It seems all too easy for him.

"Join us," he keeps saying - pleading, really. He gets that look in his eyes… Just like a little dog. Just like a seven year old child.

But he doesn't really know what he wants. He doesn't understand yet. He looks at me, and he invites me. He thinks we can be friends. It pisses me off.

I see what Luke does not. I see the hidden shadow behind all of their eyes. I see it in Guy's eyes the most. He's wary of me. He's worried I'm somehow going to upset or hurt Luke. I see it in Tear's eyes. I even see it in Jade's eyes. And just when I thought Jade couldn't care for anyone besides himself. He cares about Luke. They all do.

And I'm just an intruder. To think, me, the original… the intruder. Luke isn't a reject. He isn't defective. He fulfilled his goal perfectly. He really did replace me… clean and simple.

And so where does that leave me now? I have no place here on this world. My shoes have already been filled by someone else. By someone younger than me, with less experience, less knowledge. Everything I worked for, everything I trained for, it all amounted to nothing. My studies, my battle skills…in the end they can just be replaced.

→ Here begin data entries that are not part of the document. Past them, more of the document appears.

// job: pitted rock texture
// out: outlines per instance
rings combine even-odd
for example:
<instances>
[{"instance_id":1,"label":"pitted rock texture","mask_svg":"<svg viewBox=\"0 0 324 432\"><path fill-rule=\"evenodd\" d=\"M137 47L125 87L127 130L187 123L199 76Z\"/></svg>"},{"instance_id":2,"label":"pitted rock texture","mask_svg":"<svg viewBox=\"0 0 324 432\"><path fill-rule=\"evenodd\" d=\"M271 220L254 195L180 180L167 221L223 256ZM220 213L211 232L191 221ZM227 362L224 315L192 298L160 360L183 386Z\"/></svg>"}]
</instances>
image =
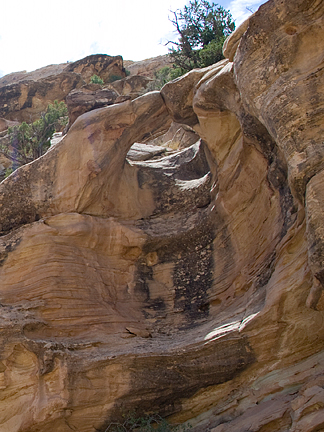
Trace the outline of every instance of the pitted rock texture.
<instances>
[{"instance_id":1,"label":"pitted rock texture","mask_svg":"<svg viewBox=\"0 0 324 432\"><path fill-rule=\"evenodd\" d=\"M269 1L230 59L81 115L0 184L2 430L324 429L323 12ZM198 139L132 157L171 121Z\"/></svg>"}]
</instances>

Everything can be learned over again. By Luke. Not by me. Not by me ever again.

It makes me so angry seeing his stupid innocent little face. It shines with the happiness that was supposed to be mine. It was always supposed to be mine. But now it's his. Even Natalia… She was… supposed to be only mine….

I refuse to share. It may seem like the obvious choice to join them - power in numbers and all that - but I can't. It sounds so simple. Just JOIN them. Deal with the sadness, and the pain and the hurt. You're being selfish, you're being stupid. Just get over it already. But I can't… His happiness…it just radiates off of him. I don't know how to take it. Should I be happy for him? Happy that he took what was mine? Should I pity him? Should I hate him? Should I even think of himself as someone separate from me? He is me! Can't anyone else see that?

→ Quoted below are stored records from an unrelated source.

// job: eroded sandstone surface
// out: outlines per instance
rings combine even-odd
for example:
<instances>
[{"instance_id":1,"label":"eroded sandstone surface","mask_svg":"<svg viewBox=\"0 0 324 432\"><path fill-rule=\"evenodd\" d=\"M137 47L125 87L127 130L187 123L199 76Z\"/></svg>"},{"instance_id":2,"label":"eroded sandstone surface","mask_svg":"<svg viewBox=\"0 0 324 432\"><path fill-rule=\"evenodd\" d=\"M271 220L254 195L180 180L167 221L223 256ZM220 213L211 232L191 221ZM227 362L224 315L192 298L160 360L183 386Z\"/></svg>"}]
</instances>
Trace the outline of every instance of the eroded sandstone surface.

But Guy turns his head from me and stares directly at Luke. Luke is his best friend. But I am Luke, too…or rather, I was. But I was the Luke that Guy planned and wanted to kill. And Luke is the Luke that Guy couldn't bring himself to kill…

And here we are now. Asch and Luke. Luke and Asch. Completely separate beings, even if he hasn't figured that out yet… even if I haven't fully figured it out yet…

And he invites me to join them. But I have to turn my back to him, instead. That was my life. That was my path. But he has already filled those shoes. And now I have to walk an empty path…erased from this world.